What Heart Rate Training Zone Should I Train At?

Your heart rate is a great way to measure your efforts. The goal is to use the different heart rate training zones, while putting an emphasis on the type of training you need for your goals.

Here are some examples of training zones for different goals:

  • If your goal is to be a long distance runner, your training zones should look like:
    • Zone 1-2 (Light Zones): 15%
    • Zone 3 (Moderate Zone): 80%
    • Zone 4-5 (Hard Zones): 5%
  • If your goal is to be a short distance runner, your training zones should look like:
    • Zone 1-2 (Light Zones): 10%
    • Zone 3 (Moderate Zone): 30%
    • Zone 4-5 (Hard Zones): 60%
  • If your goal is to be a weight lifter, your training zones should look like:
    • Zone 1-2 (Light Zones): 10%
    • Zone 4-5 (Hard Zones): 20%
    • Zone 3 (Moderate Zone): 70%

Those are examples, these numbers can vary depending on how your goals, your recovery and how your schedule is set up.

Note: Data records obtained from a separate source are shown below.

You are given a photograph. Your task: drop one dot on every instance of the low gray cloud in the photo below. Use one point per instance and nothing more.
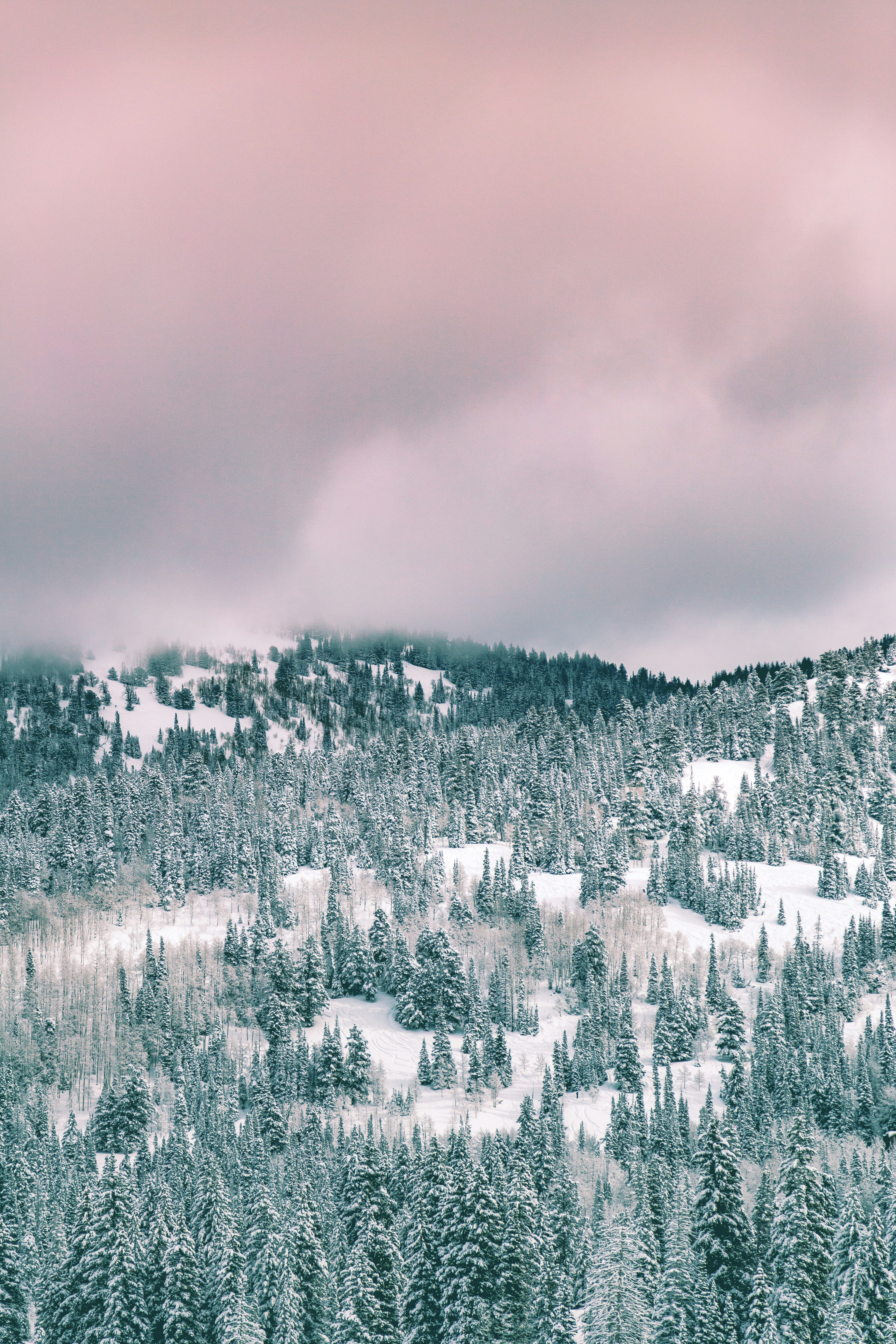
(570, 331)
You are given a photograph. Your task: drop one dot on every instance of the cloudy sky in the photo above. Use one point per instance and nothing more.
(566, 324)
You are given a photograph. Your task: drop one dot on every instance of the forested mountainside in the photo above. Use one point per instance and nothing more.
(653, 1058)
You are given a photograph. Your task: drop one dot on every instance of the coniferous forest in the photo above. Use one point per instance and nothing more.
(653, 1081)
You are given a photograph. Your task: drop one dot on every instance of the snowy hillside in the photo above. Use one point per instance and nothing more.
(318, 919)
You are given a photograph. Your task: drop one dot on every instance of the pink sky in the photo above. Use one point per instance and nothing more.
(572, 326)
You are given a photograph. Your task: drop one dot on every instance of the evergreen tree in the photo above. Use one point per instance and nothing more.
(723, 1236)
(629, 1070)
(764, 963)
(182, 1287)
(14, 1308)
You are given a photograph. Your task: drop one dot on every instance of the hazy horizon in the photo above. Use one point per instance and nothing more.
(566, 328)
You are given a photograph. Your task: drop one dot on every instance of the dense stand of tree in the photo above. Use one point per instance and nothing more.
(266, 1209)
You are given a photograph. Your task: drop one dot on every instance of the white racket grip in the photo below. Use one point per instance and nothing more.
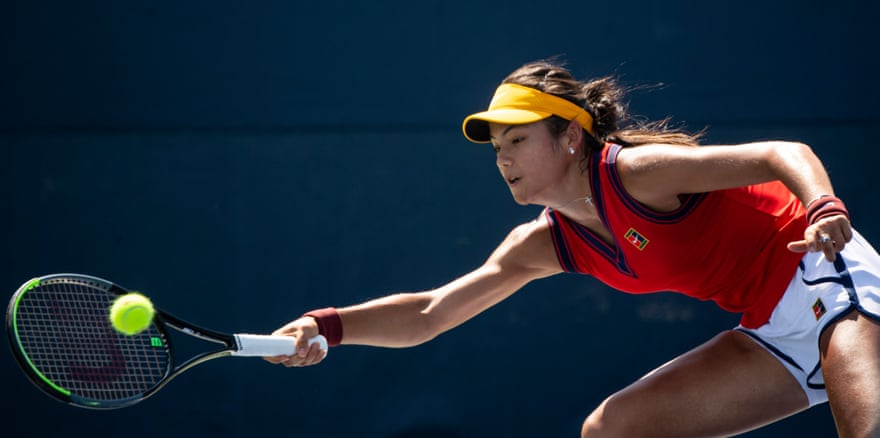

Adjust Your Heart Rate Training Zones According To How You Feel

All you have to keep in mind is that you will need to adjust the training intensity according to your level of fatigue.

Fatigue doesn't have to be muscle related, it can be indirect, like your lifestyle. For example, it would be a risky idea to train at Zone 4-5 if you've only had 4 hours of sleep.

In Summary

  • Heart rate training zones are ways to train using different efforts.
  • Your maximum heart rate MHR = 220 - your age.
  • It's important to train at different heart training zones according to your fitness goals.
  • Adjust your training zones according to your fatigue level.